ECB President Mario Draghi said on Monday that short-term sovereign bond purchases by the ECB would not breach European Union rules. This has raised expectations that on Thursday he will give details of a new debt-buying scheme to help deeply indebted eurozone members.
"We will remain on an upwards price trend running into this ECB meeting on the back of these stimulus hopes, despite weakening fundamentals in the oil market," said Carsten Fritsch, an energy analyst at Commerzbank in Frankfurt.
He said the worsening economic outlook suggests a deterioration in oil demand whilst supplies remain ample.

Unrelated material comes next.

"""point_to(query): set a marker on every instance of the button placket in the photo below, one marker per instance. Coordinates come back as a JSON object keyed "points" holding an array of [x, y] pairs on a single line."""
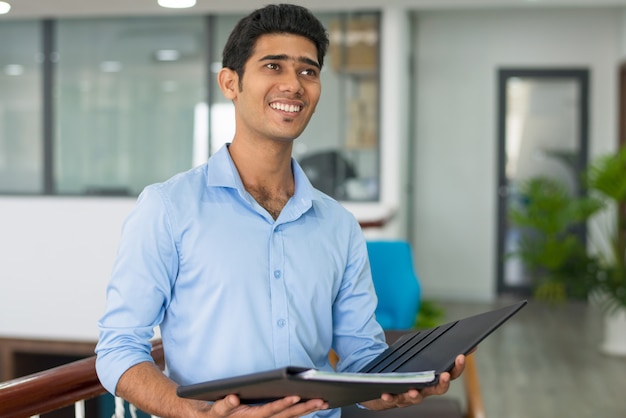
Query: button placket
{"points": [[278, 294]]}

"Last week's OPEC production survey signalled continued over-supply, Russian crude oil production in August was the highest since the end of the Soviet Union [ID:nL6E8K208H], and Iraq has ramped up oil exports to the highest level in three decades, so there is plenty of oil in the market at the moment," he said.
Fritsch believes oil prices are building up "correction potential" in the event that the central banks do not live up to expectations.
But for now oil fundamentals are taking a back seat to monetary stimulus hopes, with Federal Reserve Chairman Ben Bernanke's speech at Jackson Hole last week keeping a third round of quantitative easing a possibility.
As well as Friday's U.S. non-farm payroll figures, the market is eyeing U.S. Institute for Supply Management (ISM)data, due later on Tuesday.
"This is the main thing that could move markets in this session as we are very demand-side driven at the moment," said Petersson. "It's an important indicator for the Fed when making their decision on QE3."
The ISM is forecast to have improved to the psychologically important level of 50 in August, from 49.8 in July.
U.S. crude is also supported by the fact that nearly 60 percent of offshore crude oil production in the Gulf of Mexico is still offline after Hurricane Isaac, according to U.S. government reports.
"There seems to be more delay in starting up production," said Petersson. At the same time, most of the Louisiana oil refineries affected by the storm have restarted.
Olivier Jakob, an energy analyst at Petromatrix in Switzerland, pointed out that due to precautionary shutdowns, Isaac had resulted in more crude oil production loss than in the entire 2010 and 2011 seasons combined.
Tension between Iran and Israel continues to bubble away in the background, encouraging speculators to position themselves for an oil price spike.
"We are seeing speculative positions back at very high levels - the shorts have been falling quite heavily and the longs are building up again," said Petersson.